Let’s say you try to calculate total premium per policy:

SELECT p.policy_number, SUM(p.premium)
FROM policies p
JOIN quote_events e ON p.policy_id = e.policy_id
JOIN quote_event_venues v ON e.event_id = v.event_id
GROUP BY p.policy_number;

Suddenly, your numbers are way higher than expected. You start second-guessing the data itself. But the truth is — your join is the problem.

Another related problem is the assumption that every policy’s premium is correctly represented by a single row.
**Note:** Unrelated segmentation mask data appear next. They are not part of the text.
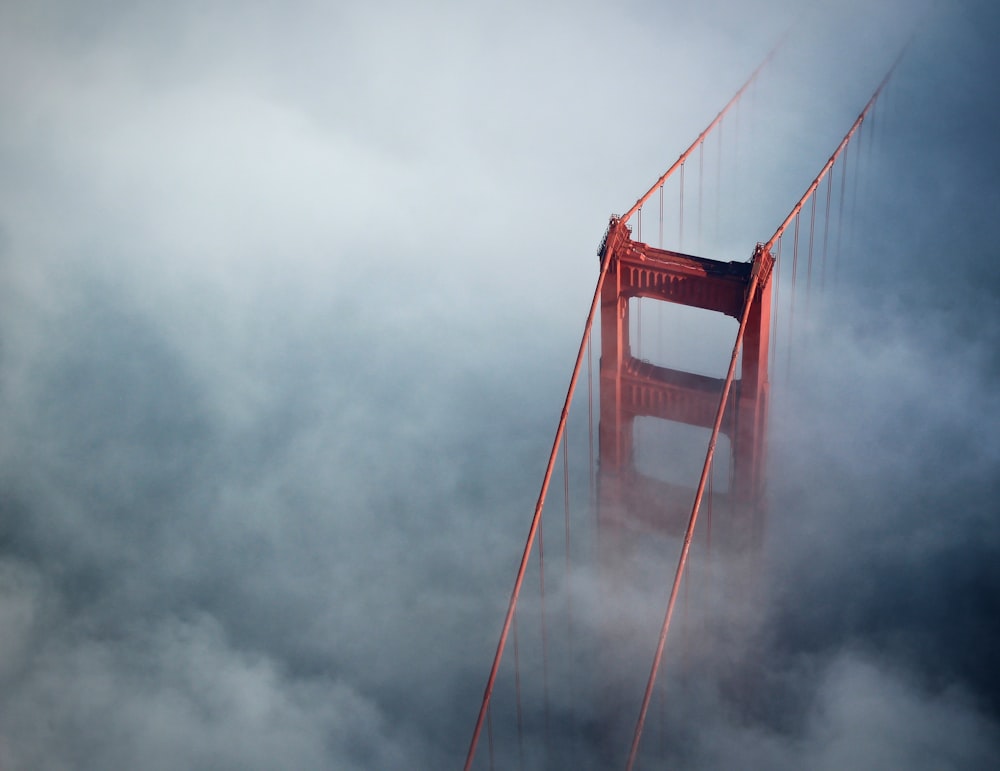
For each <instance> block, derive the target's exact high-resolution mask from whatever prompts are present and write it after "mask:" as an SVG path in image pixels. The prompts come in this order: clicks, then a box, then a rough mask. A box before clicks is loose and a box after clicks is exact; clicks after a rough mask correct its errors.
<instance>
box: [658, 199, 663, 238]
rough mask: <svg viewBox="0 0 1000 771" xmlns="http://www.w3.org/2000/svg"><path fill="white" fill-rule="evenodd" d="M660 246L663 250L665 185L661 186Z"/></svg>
mask: <svg viewBox="0 0 1000 771" xmlns="http://www.w3.org/2000/svg"><path fill="white" fill-rule="evenodd" d="M659 246H660V248H661V249H662V248H663V185H660V242H659Z"/></svg>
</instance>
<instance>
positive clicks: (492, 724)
mask: <svg viewBox="0 0 1000 771" xmlns="http://www.w3.org/2000/svg"><path fill="white" fill-rule="evenodd" d="M486 737H487V739H488V740H489V745H490V771H494V768H495V765H494V764H495V761H494V758H493V707H492V706H491V707H490V708H489V709H488V710H487V711H486Z"/></svg>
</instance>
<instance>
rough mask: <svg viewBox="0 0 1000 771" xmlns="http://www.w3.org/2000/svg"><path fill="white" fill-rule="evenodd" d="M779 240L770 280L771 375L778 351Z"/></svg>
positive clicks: (779, 255)
mask: <svg viewBox="0 0 1000 771" xmlns="http://www.w3.org/2000/svg"><path fill="white" fill-rule="evenodd" d="M781 241H782V239H780V238H779V239H778V243H777V244H776V248H775V252H774V265H775V267H774V272H773V273H772V274H771V280H772V281H773V282H774V301H773V302H772V303H771V351H770V359H771V361H770V364H769V367H770V370H771V372H772V374H773V375H775V376H776V375H777V372H776V371H775V369H774V362H775V359H776V358H777V351H778V311H779V310H780V308H781V305H780V303H779V300H780V294H779V291H780V289H781Z"/></svg>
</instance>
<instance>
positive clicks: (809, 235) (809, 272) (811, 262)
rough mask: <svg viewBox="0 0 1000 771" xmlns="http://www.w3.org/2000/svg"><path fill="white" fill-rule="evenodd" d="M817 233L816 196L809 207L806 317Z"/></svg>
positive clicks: (811, 287)
mask: <svg viewBox="0 0 1000 771" xmlns="http://www.w3.org/2000/svg"><path fill="white" fill-rule="evenodd" d="M815 232H816V196H812V197H811V199H810V207H809V259H808V260H807V261H806V266H807V268H806V316H808V315H809V297H810V295H811V294H812V256H813V234H814V233H815Z"/></svg>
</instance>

But in systems where ADD and CHG transactions both contribute to the policy history, a simple SUM(premium) can mislead.

If a policy had an initial ADD transaction for $500 and a subsequent CHG that raised it to $800, and both rows are included in the aggregation, the result could show $1,300 instead of the final premium of $800.

The Fix: Aggregate Before You Join

The solution is often to reduce the granularity before performing joins — especially if you don’t actually need row-level detail from the child tables.

Here’s a safer approach using subqueries or CTEs:

WITH venue_summary AS (
  SELECT e.policy_id,
         COUNT(DISTINCT v.venue_name) AS venue_count
  FROM quote_events e
  JOIN quote_event_venues v ON e.event_id = v.event_id
  GROUP BY e.policy_id
),
latest_premiums AS (
  SELECT policy_id, policy_number, premium
  FROM (
    SELECT *,
           ROW_NUMBER() OVER (PARTITION BY policy_id ORDER BY creation_date DESC) AS rn
    FROM policies
  ) t
  WHERE rn = 1
)
SELECT lp.policy_number, lp.premium, vs.venue_count
FROM latest_premiums lp
LEFT JOIN venue_summary vs ON lp.policy_id = vs.policy_id;

This structure ensures that we’re only pulling the most recent version of each policy’s premium, avoiding overcounting due to multiple transactions.

Here is an example of what this would look like:

policy_number	premium	venue_count
ABC100001	101	2
ABC100002	424	1
ABC100003	182	3
ABC100004	568	0
ABC100005	530	1

Practical Use Cases

Generate accurate reports on earned premiums
Reconcile submission volumes against actual bound policies
Pinpoint which CHG transactions affected policy financials
Prevent inflated row counts in exports or downstream reports

Key Takeaways

This is a common trap — not because the SQL is wrong, but because the data grain shifts quietly. One-to-many joins can multiply rows without warning, especially in complex policy data.

Be mindful of row multiplication when joining to detail tables
Control the data grain before aggregating
Use CTEs or subqueries to summarize before joining
Validate the joins by testing against a known single record